🤖 AI Summary
Current deepfake detection benchmarks may over-rely on general-purpose representational capabilities rather than genuine forensic understanding, leading high-scoring models to fail in real-world scenarios. This work proposes a streamlined auditing approach: training linear probes on frozen, general self-supervised representations and analyzing generator difficulty via Fréchet distance to systematically assess what underlying capabilities these benchmarks actually measure. Experiments across image, video, and audio modalities reveal that linear probes achieve performance comparable to specialized detectors, suggesting that most existing benchmarks have already been “solved” by generic representations. This finding calls into question the true forensic competence of state-of-the-art models that attain high scores on current benchmarks.
📝 Abstract
As deepfake generators approach perceptual indistinguishability, reliable detection becomes critical. Yet, detectors that score well on benchmarks routinely fail in the wild. A concerning feedback loop has emerged: benchmarks drive increasingly complex, engineered detectors, yet if those benchmarks do not reflect real-world deepfakes, this complexity may be solving the wrong problem entirely.
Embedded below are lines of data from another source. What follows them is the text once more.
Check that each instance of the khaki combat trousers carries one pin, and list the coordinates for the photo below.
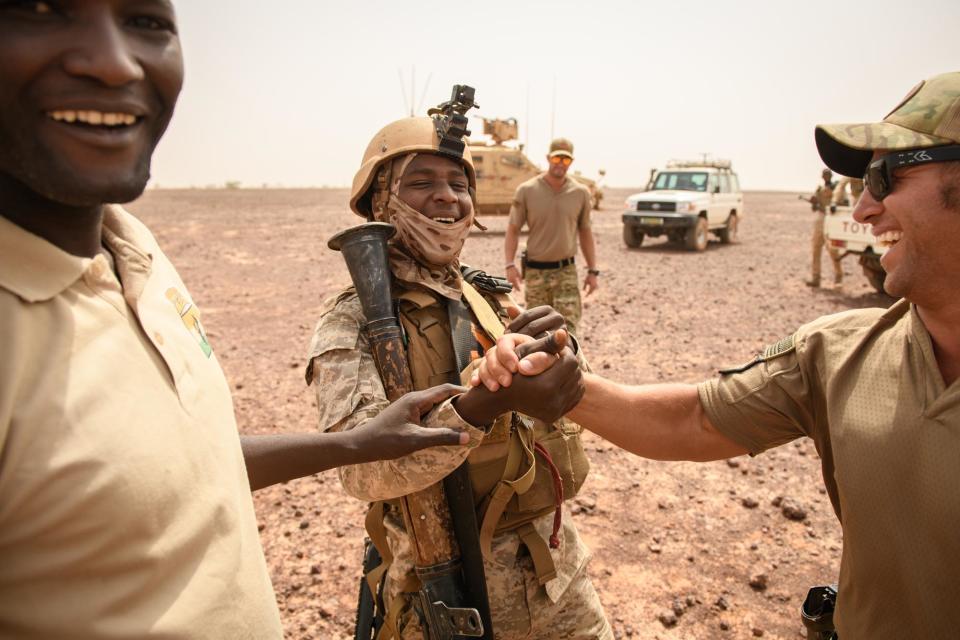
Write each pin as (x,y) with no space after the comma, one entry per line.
(558,288)
(819,240)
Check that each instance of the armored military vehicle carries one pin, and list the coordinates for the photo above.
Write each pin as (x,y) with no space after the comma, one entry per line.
(502,167)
This raises a prior question: what are these benchmarks actually measuring? We conduct an audit of video, image, and audio deepfake benchmarks using a deliberately simple diagnostic. If a linear probe on frozen, general-purpose self-supervised representations can approximate the performance of a bespoke detector, the benchmark is largely rewarding general modality understanding rather than forensic understanding. This has two implications: the benchmark may not reflect realistic threat models, and it raises the question of whether the bespoke detectors the probe approaches are truly learning forensic understanding. We observe, across three modalities, linear probes on general-purpose self-supervised representations closely approach the performance of bespoke detectors. We further show that generator-level difficulty is partly explained by Frechet geometry in the same representation space. Together, these results support a benchmark-audit view of deepfake detection: before high scores are read as evidence of forensic understanding, it is worth asking how much of the benchmark is already solved by general-purpose representations.